Cooper was hosting a CNN panel about white supremacy when he took an aside and expressed his strong personal view.

Anderson Cooper (photo credit: YOUTUBE)
Anderson Cooper
(photo credit: YOUTUBE)
What is an American?” Asked Daily Beast reporter Matt Lewis during a CNN panel aired on Monday.
“Is America a place basically for people who are white… or is it about an idea?”
He was careful to note that while not all US President Donald Trump supporters believe the former idea, this is a discussion that is happening in American society today.
The panel, hosted by Anderson Cooper, had to take a break at this stage, but Cooper made the point of saying that, in his opinion, the idea that only white people had shed blood in America and can claim this sort of kinship is “complete bull.”
Senator John McCain (R-AZ) addressed the idea that white Americans enjoy a "blood kinship" to US soil during his Liberty medal acceptance speech on Monday evening.
During his speech, McCain said that to abandon American ideals to be the ‘last best hope of Earth’ in favor of ‘half-baked nationalism’ is unpatriotic and that such notions belong in the ash heap of history.
“We live in a land made of ideals,” said the Vietnam war veteran, “not blood and soil.”

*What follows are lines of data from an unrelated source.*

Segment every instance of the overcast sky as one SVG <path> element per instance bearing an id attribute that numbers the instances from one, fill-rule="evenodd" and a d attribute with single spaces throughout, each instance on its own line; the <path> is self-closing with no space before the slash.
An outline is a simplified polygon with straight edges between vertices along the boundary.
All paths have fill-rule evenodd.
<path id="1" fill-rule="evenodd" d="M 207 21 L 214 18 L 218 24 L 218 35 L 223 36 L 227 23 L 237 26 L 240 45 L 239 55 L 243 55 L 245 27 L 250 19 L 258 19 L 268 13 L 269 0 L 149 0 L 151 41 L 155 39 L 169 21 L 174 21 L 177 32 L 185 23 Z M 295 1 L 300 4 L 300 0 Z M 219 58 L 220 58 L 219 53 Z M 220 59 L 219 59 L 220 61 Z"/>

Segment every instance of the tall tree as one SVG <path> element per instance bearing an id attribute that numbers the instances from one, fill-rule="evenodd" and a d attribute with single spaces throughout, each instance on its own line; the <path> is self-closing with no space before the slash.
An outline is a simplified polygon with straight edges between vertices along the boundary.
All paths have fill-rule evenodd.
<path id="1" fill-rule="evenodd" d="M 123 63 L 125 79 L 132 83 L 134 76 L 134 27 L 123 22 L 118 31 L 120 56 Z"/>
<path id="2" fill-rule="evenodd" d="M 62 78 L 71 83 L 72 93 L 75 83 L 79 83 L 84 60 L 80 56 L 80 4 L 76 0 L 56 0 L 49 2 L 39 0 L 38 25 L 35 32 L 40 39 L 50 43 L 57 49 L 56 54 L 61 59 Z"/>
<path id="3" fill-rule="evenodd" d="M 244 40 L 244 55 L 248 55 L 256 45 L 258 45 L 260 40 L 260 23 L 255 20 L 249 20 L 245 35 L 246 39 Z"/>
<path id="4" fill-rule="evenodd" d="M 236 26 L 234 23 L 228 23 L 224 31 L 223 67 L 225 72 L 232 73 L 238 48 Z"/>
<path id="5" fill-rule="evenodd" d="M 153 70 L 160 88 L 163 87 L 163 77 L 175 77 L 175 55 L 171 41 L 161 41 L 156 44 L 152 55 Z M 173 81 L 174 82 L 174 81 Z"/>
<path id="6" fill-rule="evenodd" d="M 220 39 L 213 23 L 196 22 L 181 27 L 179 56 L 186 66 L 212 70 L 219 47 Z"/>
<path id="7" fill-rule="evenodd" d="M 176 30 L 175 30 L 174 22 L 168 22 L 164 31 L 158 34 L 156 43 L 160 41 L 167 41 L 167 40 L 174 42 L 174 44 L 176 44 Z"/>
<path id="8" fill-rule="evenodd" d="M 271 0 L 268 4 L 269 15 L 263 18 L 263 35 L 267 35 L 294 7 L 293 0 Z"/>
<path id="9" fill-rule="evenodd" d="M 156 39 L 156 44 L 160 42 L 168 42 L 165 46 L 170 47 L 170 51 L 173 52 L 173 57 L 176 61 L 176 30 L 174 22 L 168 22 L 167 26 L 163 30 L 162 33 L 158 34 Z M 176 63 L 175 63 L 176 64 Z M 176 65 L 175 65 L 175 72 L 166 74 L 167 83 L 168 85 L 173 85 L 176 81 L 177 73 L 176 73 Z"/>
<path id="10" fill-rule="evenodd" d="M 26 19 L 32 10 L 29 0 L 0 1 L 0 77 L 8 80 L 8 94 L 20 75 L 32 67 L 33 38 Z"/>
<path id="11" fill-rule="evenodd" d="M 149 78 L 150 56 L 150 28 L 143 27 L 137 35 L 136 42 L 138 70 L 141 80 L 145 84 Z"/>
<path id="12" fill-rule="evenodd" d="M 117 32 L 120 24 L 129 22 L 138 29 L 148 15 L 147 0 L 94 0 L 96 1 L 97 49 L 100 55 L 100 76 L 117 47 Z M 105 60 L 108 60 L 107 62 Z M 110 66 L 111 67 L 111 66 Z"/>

The “Blood and Soil” slogan was coined by the Nazi regime to describe a specific idea that Germanic people have a spiritual and physical connection to German lands – a connection that non-White Germans or Jewish-German people couldn't be a part of, no matter what their feelings on the matter might be.

The slogan re-surfaced in American politics after the Charlottesville protests, in which white supremacy activists marched with lit torches and chanted it alongside with “Whose streets? Our Streets!” and “Jews will not replace us!”